Poem 71-25 (Me)
Color woodcut with cement mold embossing, 1971
Signed, titled and numbered in pencil (see photos)
Edition 100 (55/100) (see photo)
Signed with the artist's stamp lower right of image (see photo)
COVER IMAGE, The Life and Works of Haku Maki, Daniel Tretiak, 2007, hence an imnportant print by the artist
Conditon: Excellent
Never framed
Colors very fresh and vibrant
Soft folds in the small upper margin (usual)

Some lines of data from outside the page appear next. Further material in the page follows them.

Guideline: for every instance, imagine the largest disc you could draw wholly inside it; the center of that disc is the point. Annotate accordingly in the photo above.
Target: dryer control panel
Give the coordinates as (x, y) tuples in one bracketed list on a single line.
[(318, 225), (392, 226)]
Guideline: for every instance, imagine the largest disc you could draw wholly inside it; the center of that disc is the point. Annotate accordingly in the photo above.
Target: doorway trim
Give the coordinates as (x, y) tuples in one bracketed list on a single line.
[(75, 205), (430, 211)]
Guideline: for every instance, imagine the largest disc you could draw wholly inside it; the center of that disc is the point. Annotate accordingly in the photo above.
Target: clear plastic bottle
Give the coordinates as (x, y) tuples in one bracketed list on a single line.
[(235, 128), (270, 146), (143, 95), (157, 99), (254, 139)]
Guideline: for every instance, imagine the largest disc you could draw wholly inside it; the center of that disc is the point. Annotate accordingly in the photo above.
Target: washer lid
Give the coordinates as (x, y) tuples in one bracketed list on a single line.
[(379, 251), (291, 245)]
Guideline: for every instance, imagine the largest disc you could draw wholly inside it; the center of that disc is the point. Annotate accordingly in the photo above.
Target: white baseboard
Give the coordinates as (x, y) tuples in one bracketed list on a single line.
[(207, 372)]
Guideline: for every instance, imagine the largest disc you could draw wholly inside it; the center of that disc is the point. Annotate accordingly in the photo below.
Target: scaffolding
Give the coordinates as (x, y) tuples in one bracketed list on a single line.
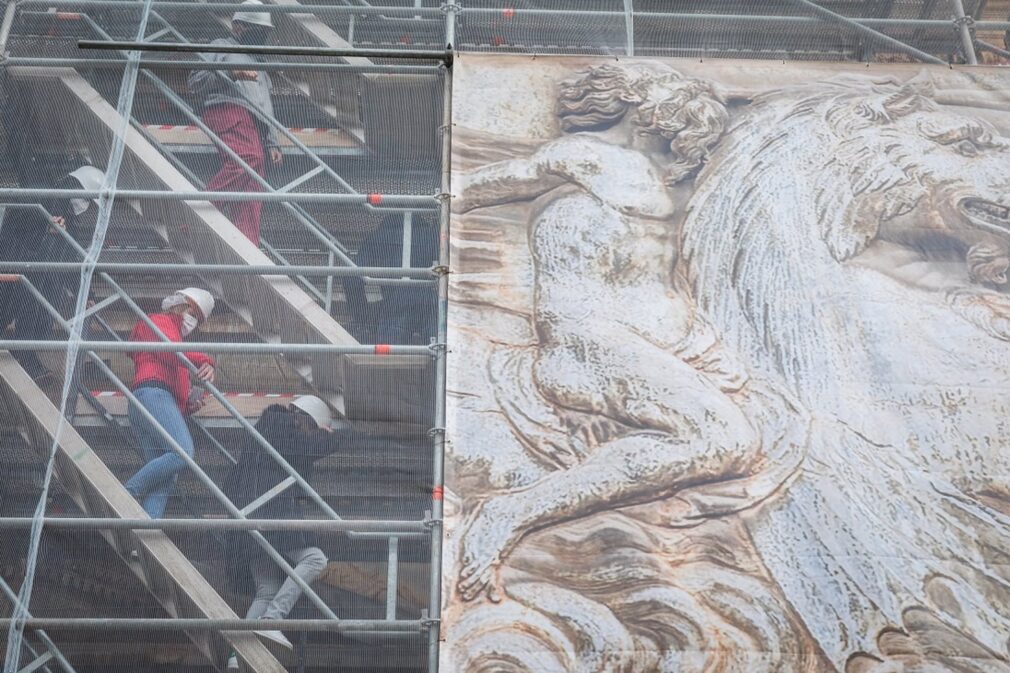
[(359, 155)]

Image size: 30 x 19 1/4 inches
Reference: Haku Maki No. 942
Haku Maki (1924-2000)
Born in Asomachi, Ibaraki prefecture, in 1924, Haku Maki 巻 白 served in the WWII before becoming a high school teacher in 1950. Around this time he began to produce his mixed media-prints. While his process began with carving a woodblock, he would the add cement around the carved areas. Once the cement had dried, he would carve over his original lines. This process produced the deep embossing so characteristic of his works. In terms of subject matter, Maki explored abstracted Chinese characters, though also ceramics and persimmons later in life. After 1960, he began to add spots of color to his compositions. A master of modern Japanese abstract printmaking, Maki's work can be found in the collections of the Museum of Modern Art and the British Museum.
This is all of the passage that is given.